I have quite an interest in Artificial Intellegance as well as machine learning. As a test to see the costs for such a personal project, i thought i would put up a project on here, and if costs are acceptable i may go ahead with the project.
The concept is quite simple, although i am unsure of if the application would be quite as simple. The project may even be broken up into parts, i.e not being just one program but multiple ones depending on costs and if it would work.
Concept is to have an AI bot, that hopefully allows speach recognition like Home Automated Livings HAL product, so you can speak to the bot (in either text or speech), and it would spead back (in either text or speech), but it would have some learning ability. The bot could learn what you tell it, as well as get facts when you ask it questions. So that is the bot part. It would be nice to be able to p2p it a little bit so that it can share information with other Bots, and collaborate somehow. I have a linux server so it may even be torrent trackers or something, as long as it can get through NAT somehow?

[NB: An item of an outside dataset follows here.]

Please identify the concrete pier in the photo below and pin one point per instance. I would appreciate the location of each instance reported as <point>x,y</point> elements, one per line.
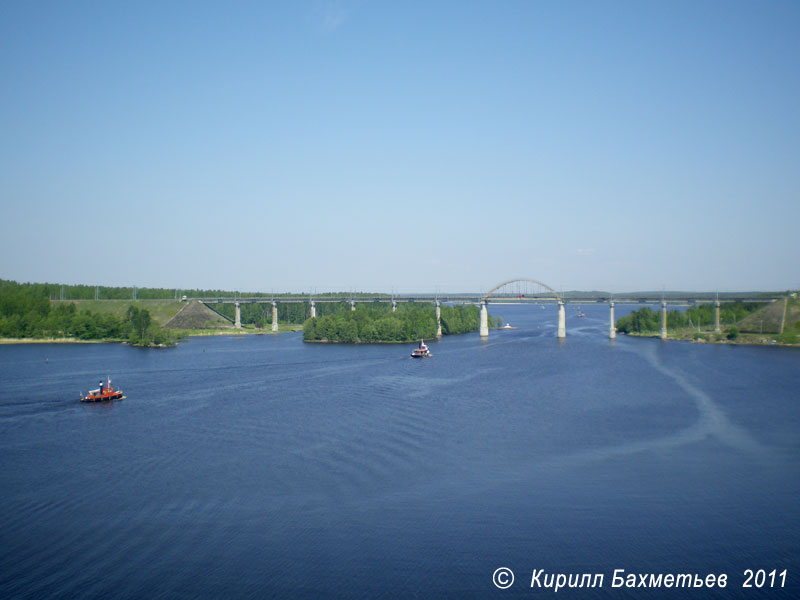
<point>612,330</point>
<point>783,315</point>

Part 2, is the knowledge learning crawler. Basically i would like to come up with a big database (i know it will be big, it will practically be a data mine). That consists of lots of information from sites like [url removed, login to view], OpenCyc ([url removed, login to view]) as well as any other human knowledge bases you can think of. The crawler would crawl through the web, indexing and crawling constantally and extracting data and information from each page and putting it into the database, thus expanding the knowledge base more and more as time goes on. But also the bots would interface with the database putting their information in it, and getting information from it. So if you told the bot a fact, it is recorded with the bots id, so that if you want that fact to be a private fact, only that bot can access, or use it. Whilst if its public it can be accessed by any of the bots.
The bots could even do distrubuted crawling maybe? i don't know thats just an idea. The crawlers would be on linux, and the bot on windows like HAL. You can use any open source solution you want, do it however you want. I don't expect you to re-invent the wheel. As long as it can learn, build on knowledge and use that collected knowledge. As well as draw infrences thats great.
Give me your bids, remember its a personal project though, not a million dollar budget project :p.
Crawler could be a distributed architecture, with a central mysql database. but has to still be able to function with one machine, or multiple machines.